Second-generation Western Muslims, converts, Saudis, Egyptians and Moroccans make up the bulk of the Al Qaeda traveling jihadists - not Afghans, Palestinians or Iraqis. Al Qaeda does not have the necessary local rooting for taking power.

Al Qaeda's strategy is first to to confront the big boys - or rather the big boy, the United States - directly, relying not on the actual damage inflicted (financial cost, number of dead) but on image, media impact and the terror effect.

The mirror effect of those who claim a clash of civilizations, of course, intensifies the impact. In fact, Al Qaeda needs those who demonize it, because it makes it what it is not: the vanguard of the "Muslim wrath."

Al Qaeda goes where the Americans are while the U.S. Army goes where Washington thinks Qaeda might be . . . one day.

Secondly, Al Qaeda seeks to hijack existing conflicts and make them part of the global jihad against the West.
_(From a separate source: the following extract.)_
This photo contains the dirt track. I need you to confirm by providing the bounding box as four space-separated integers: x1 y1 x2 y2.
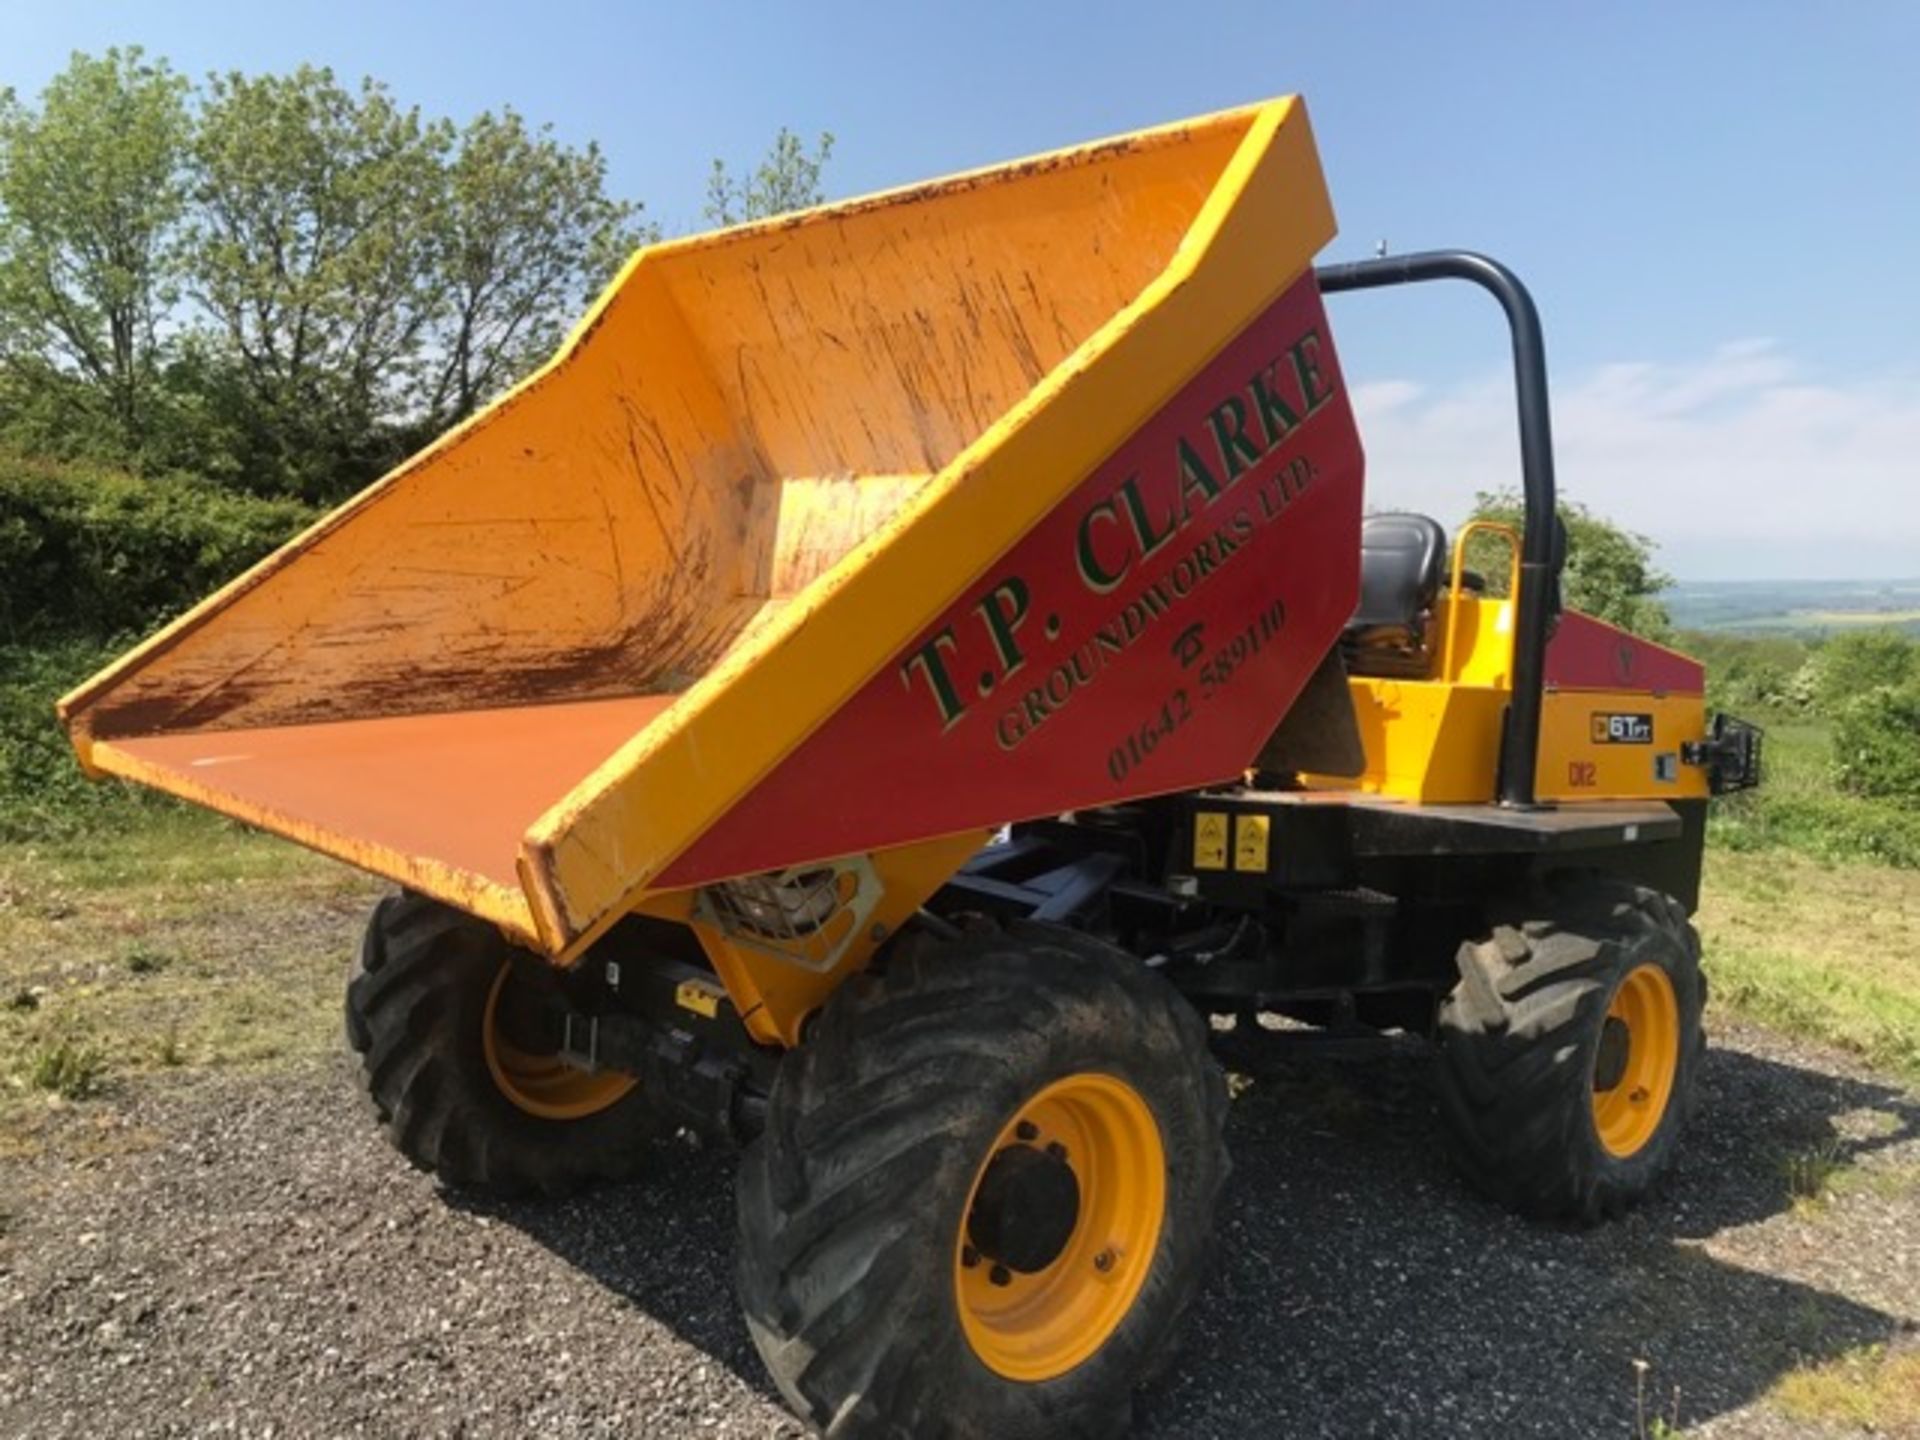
2 1020 1917 1438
However, in Bosnia, Chechnya, Afghanistan and now Iraq, the Islamist internationalist groups have been unsuccessful in diverting local and national conflicts, playing only the role of auxiliaries. The key actors of the local conflicts are the local actors: the Taliban in Afghanistan, the different Sunni and Shiite groups in Iraq, Hezbollah in Lebanon. These groups are not under the leadership of Al Qaeda.

Al Qaeda has managed only to implant foreign volunteers into these struggles, volunteers who usually do not understand local politics and find support among the local population only as long as they fight a common enemy, such as American troops in Iraq.

But their respective agenda is totally different: Local actors, Islamist or not, want a political solution on their own terms. They do not want chaos or global jihad. As soon as there is a discrepancy between "the policy of the worst" waged by Al Qaeda and a possible local political settlement, the local actors choose the local settlement.

The Bosnians got rid of the radical foreign fighters once they achieved their independence; the Taliban rank-and-file refused to die for Al Qaeda when the Western forces landed in Afghanistan after 9/11.

In Iraq, many among the Sunnis, including the Salafists, resent not only Al Qaeda's tactics of indiscriminate suicide bombings, but also the strategy of confronting the Shiites...

In short, there may be good reasons for the United States to remain in Iraq, but they have nothing to do with Al Qaeda; they have more to do with a damage-control operation. If the U.S. troops leave, there might be a civil war, there might be a growing Iranian influence, Iraq might be turned into a battlefield by proxies between Saudi Arabia and Iran. There could be a Sunni-controlled area, a Shiite state and an independent Kurdistan, but no Qaedistan.

It would have been better to concentrate the Western forces on Afghanistan, which has been the real cradle of Al Qaeda. If only part of the brains and armor devoted to the "surge" in Iraq had been devoted to Afghanistan, instead of the incessant turnover of disparaged NATO troops with little knowledge of the country, things would have been better.

But in Afghanistan, as anywhere else in the greater Middle East, there is no military solution, only a political solution by dealing with the local actors, and dropping the senseless idea of a "global war on terror."